A robust outbreak escalation process has helped a trust cut Clostridium difficile cases by 50 per cent in the past year. Em Wilkinson-Brice and colleagues explain how it was done

In early 2006, Derby Hospitals foundation trust conducted a root cause analysis following an outbreak of Clostridium difficile. Critical analysis led to improvements in the way the trust responds to further outbreaks, and in the ongoing management of the bacteria.

Our approach is based on team-working across a range of disciplines including nursing, infection control, medicine, communications, pharmacy, patient advice and liaison services, facilities and patient information. A critical success factor has been the engagement of lead clinicians - both doctors and nurses - from the affected areas. Clear leadership from clinical managers and more locally from the clinical areas have resulted in the creation of an efficient operating framework.

This allows clinical and operational decisions to be responsive to the current situation. Communication reaches all relevant departments and permeates through the organisation to the 'shop floor'.

The trust's 2006 outbreak plan outlines the criteria for establishing an outbreak control group, based on the theory of escalation. When we experienced a rising incidence of C difficile cases in September, the escalation process triggered the formation of the outbreak control group, which meant weekly multi-professional review meetings.

The trust is spread over two sites. The newer estate has the advantage of more side-room capacity, which means it is easier to isolate infectious patients. At the older site, one ward became an isolation ward.

Over 24 hours, patients without diarrhoea were moved to other wards, and known or suspected C difficile cases were transferred to the isolation ward. Confirmed cases and suspected cases were nursed in separate bays. Admission to the ward was managed by the infection control team. Patients could not be moved from the isolation ward to other wards or to care homes unless they had been free of diarrhoea for more than 72 hours, or there was an overriding clinical need. Unnecessary traffic was avoided.

Intensive cleaning regimes with bleach chlorite solution were introduced. Hand hygiene was maintained by washing with soap and water after each patient contact.

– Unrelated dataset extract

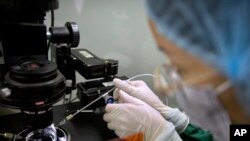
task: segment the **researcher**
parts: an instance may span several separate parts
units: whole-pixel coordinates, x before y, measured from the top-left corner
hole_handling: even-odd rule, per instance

Communication between microbiology, infection control, lead clinicians and the trust's operational management personnel was crucial. Daily surveillance by the infection control team, communicated at the twice-daily bed meetings, ensured that C difficile patients were placed in appropriate beds. From a microbiological perspective, key success factors include:

  • -Microbiologists phoning every positive result to the junior doctor and advising on changes of antibiotic treatment to narrow-spectrum agents, treatment of C difficile and hand hygiene.
  • If there are three or more cases on a ward at any one time, e-mailing consultants who have patients on that ward and informing them of changes in antibiotic prescribing to narrow-spectrum agents.
  • Writing an alternative antibiotic guideline and advice on treatment of primary C difficile and recurrent C difficile, in consultation with gastroenterologists.

We also set up a partnership with the public through written information explaining C difficile and the measures put in place to manage the situation.

Good teamworking has extended across the local health community to include PCTs, GPs, nursing and residential homes. We have begun to strengthen our relationship with social care and the wider nursing home network.

The trust has developed a robust outbreak escalation process with key personnel involved at every stage. There is an increased awareness in the organisation of how reducing C difficile and other healthcare-associated infection is everybody's business. The prevalence of C difficile has dropped by 50 per cent since the introduction of these measures. -

Em Wilkinson-Brice is deputy director of nursing, Rob Skelly consultant physician, Selina Hoque consultant microbiologist and director of infection prevention and control, and Kay Fawcett director of nursing at Derby Hospitals foundation trust.